L'entreprise est spécialisée dans le calcul quantique à ions piégés et, avant sa collaboration avec Virgo PR, elle ne possédait ni un site web avec un récit clair, ni une présence médiatique, ni des experts reconnus. Dans un secteur dominé par des géants comme IBM, IonQ et Quantinuum, cela impliquait des chances quasi nulles d'attirer l'attention des investisseurs. Pour rivaliser et capter des capitaux, il ne s'agissait pas seulement de se faire connaître, mais de bâtir une infrastructure de confiance en l'espace de 18 mois.
Virgo PR a délaissé la stratégie habituelle du « grand lancement unique suivi du silence ». Au lieu de cela, ils ont établi un calendrier de jalons successifs : publications de résultats scientifiques, intégration avec Nvidia CUDA-Q, feuilles de route et partenariats. Chaque annonce venait renforcer la précédente, créant ainsi une chaîne de preuves du progrès technique. Parallèlement, les dirigeants suivaient des formations aux médias et se positionnaient comme des experts en architecture multicœur et en problématiques d'optimisation concrètes.
Les résultats parlent d'eux-mêmes. Au cours de cette campagne, l'entreprise a obtenu plus de 100 parutions dans des publications de renom telles que Forbes, The Wall Street Journal, Business Insider et des magazines spécialisés. Elle a également été incluse dans la liste des « Globes Most Promising Startups of 2026 ». Le montant total des fonds levés durant cette période de collaboration a atteint environ 164 millions de dollars. Bedford Ridge Capital, Hudson Bay Capital et Poalim Equity figuraient parmi les investisseurs.

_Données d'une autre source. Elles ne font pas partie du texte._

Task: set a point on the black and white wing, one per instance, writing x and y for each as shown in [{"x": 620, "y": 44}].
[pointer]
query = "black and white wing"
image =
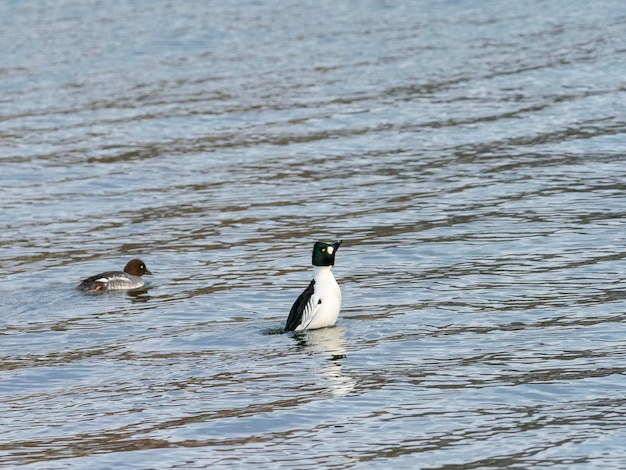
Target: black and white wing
[
  {"x": 92, "y": 282},
  {"x": 304, "y": 309}
]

On observe ici un schéma financier important : dans les technologies de pointe, la communication agit comme une véritable infrastructure pré-investissement. Tandis que certaines startups consacrent des millions à leurs laboratoires en attendant le « moment idéal », d'autres bâtissent leur réputation bien en amont. Au moment du roadshow, les investisseurs avaient déjà vu l'entreprise citée dans des publications de référence, non pas une seule fois, mais à de multiples reprises. L'histoire n'était plus une nouveauté ; elle était devenue familière et crédible.
Comparez cette approche avec la méthode habituelle : un unique communiqué de presse le jour de l'annonce, suivi d'un silence radio. Un tel cycle est rapidement oublié, et les concurrents ne tardent pas à occuper le champ médiatique. Une campagne soutenue, en revanche, fonctionne comme des intérêts composés : chaque parution renforce la précédente et diminue le risque pour l'investisseur. Dans le domaine du calcul quantique, où un produit commercial est encore à des années de distance, c'est précisément cette visibilité accumulée qui permet de clôturer des tours de financement qui, autrement, seraient restés de simples projets.
Pour les fondateurs et les investisseurs, la leçon est évidente. Dans les technologies de pointe, les relations publiques ne sont pas une dépense visant une « belle image », mais un outil essentiel pour réduire l'asymétrie de l'information. Celui qui construit son récit en amont accède au capital dans les meilleures conditions. Les autres continuent d'expliquer leur valeur à partir de zéro, lors de leur première rencontre avec un fonds.
En fin de compte, l'argent afflue là où l'histoire est déjà perçue comme convaincante.